Many of us did not know those figures. I present them to my generation to tell them that, without the contribution of these men and women, there would not be that figure that they admire so much as Emicida.

Q.

Your work is, in your own words, a combination of entertainment and political instrument.

Has the weight of each of those ingredients changed throughout your career?

R.

I think not.

The text does not need to be a pamphlet to do justice to the right to exist of people who feel they do not have that right.

I think that this balance occurs because I research language a lot.

In recent years I want to understand how samba tells a story and from there I try to make rap.

In (the album) Amarelo I present that way of dialogue.

P. It

gives the impression that he read a lot from a very young age.

Where did you read?

A.

In many places.

My mother was a domestic worker.

He worked in some very chic houses, where they had comics.

Some (patrons) were nice.

They would see me draw and give me papers, markers and say to my mother, 'Jacira, that boy has talent and such'.

But some did not like it and my mother was forbidden to take me to work.

Since I had no one to leave with, I started to stay home alone.

My mother bought me old comics, which were very cheap.

Later I frequented libraries and I began to understand better that environment of exclusion and that problematic relationship that Brazil has with critical thinking, with the intelligentsia.

And because of my characteristics - a poor dark-skinned child is often understood in Brazil as a kid without a family, close to crime - there were not a few institutions in which I was persecuted by security officers because in their heads I represented some kind of destruction.

I couldn't stay long inside, but I frequent a lot of libraries, shit.

Lots of bookstore.

I ended up making friends with the owners of many old-fashioned bookstores.

They let me sit there reading when I couldn't buy.

Q.

When was the last time Emicida was discriminated against?

A.

It is a good question.

I do not remember.

Q.

That is good.

A.

I live in a comfortable house in a safe neighborhood.

I go out just to work.

I am not at the mercy of that structure that exists in Brazil with the same frequency of people who lead less comfortable lives.

That is why I do not feel that discrimination.

But now that you ask me, I remember an interesting occasion.

I have a house in a northern neighborhood, in a building with a gate.

And one day I went there, I had lost the key, I was in a hurry.
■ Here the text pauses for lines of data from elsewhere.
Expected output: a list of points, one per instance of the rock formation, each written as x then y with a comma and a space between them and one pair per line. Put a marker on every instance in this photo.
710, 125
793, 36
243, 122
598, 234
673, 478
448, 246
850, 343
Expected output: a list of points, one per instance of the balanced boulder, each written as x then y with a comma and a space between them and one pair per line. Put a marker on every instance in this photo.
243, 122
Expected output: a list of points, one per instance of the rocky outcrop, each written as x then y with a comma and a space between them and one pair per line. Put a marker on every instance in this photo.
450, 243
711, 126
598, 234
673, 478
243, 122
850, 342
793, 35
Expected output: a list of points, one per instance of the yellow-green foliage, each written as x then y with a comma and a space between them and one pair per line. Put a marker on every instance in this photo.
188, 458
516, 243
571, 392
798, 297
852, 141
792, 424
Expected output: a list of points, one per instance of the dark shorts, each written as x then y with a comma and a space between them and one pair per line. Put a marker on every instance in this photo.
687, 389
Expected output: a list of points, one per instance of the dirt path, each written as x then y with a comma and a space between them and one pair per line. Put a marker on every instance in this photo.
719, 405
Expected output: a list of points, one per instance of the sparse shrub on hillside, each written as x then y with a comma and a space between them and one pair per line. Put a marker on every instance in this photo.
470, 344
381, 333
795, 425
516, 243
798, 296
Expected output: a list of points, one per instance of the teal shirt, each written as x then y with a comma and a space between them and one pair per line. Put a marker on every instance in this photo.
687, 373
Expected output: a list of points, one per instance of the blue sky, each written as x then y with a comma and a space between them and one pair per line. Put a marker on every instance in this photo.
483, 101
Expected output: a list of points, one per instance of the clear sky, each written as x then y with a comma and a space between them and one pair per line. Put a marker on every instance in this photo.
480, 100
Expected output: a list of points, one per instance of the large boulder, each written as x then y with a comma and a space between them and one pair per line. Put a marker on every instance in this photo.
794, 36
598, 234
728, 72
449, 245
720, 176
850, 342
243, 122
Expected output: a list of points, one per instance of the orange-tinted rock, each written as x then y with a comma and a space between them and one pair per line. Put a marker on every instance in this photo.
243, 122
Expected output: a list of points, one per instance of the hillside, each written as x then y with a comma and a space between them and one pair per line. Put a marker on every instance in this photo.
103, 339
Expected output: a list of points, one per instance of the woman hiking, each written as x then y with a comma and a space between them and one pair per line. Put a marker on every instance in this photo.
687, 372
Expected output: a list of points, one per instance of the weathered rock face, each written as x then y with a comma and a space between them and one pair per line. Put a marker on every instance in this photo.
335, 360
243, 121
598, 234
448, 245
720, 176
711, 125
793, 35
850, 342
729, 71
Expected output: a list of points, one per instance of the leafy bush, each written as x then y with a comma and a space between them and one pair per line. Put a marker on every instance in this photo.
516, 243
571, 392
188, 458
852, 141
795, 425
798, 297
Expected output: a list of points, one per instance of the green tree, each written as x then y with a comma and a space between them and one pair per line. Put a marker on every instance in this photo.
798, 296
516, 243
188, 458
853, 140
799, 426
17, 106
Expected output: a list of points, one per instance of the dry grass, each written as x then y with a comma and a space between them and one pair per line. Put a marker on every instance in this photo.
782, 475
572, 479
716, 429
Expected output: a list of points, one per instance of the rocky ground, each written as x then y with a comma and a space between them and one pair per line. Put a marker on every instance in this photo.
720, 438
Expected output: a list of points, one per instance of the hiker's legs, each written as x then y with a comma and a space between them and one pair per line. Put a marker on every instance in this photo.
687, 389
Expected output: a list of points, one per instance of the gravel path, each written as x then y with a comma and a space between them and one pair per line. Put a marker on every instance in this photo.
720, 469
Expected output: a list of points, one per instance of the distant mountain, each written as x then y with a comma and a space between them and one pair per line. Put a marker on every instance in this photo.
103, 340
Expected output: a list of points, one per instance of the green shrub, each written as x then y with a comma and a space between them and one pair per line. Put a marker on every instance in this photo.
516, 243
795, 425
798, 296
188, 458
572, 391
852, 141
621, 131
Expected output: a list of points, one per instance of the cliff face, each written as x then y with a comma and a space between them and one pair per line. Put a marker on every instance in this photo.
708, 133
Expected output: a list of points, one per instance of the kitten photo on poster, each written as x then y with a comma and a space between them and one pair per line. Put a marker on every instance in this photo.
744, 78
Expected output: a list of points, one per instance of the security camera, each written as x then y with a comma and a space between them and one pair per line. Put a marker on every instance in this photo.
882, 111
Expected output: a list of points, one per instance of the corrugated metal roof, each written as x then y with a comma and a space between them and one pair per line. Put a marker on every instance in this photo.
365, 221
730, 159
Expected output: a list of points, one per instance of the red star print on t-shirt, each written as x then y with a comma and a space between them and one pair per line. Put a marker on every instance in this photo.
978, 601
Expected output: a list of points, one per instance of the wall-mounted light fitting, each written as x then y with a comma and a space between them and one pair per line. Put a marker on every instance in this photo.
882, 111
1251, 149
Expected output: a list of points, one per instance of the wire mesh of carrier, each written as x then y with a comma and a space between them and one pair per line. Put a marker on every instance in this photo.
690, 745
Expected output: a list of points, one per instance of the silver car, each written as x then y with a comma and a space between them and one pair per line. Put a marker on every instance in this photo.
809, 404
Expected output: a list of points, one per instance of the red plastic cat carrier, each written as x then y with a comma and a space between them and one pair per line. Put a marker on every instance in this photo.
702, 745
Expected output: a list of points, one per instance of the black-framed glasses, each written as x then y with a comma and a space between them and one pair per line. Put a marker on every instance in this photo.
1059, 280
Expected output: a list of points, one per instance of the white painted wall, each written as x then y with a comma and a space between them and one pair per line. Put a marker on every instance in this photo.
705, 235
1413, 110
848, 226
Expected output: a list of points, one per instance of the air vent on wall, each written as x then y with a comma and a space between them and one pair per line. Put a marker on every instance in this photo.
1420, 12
I was at the door of the building where I lived for about five years, a lady went to open the door and, by the time I went to tell her to leave open that she was going to enter, she knocked on the door, closed it and ran out desperate.

In his head someone of my characteristics could not want anything more than to commit a crime.

She left scared, running with her bag securely attached.

It was sad.

I left wanting to cry, but the truth is that I live a much more comfortable situation because I interact with fewer people and I am a public figure.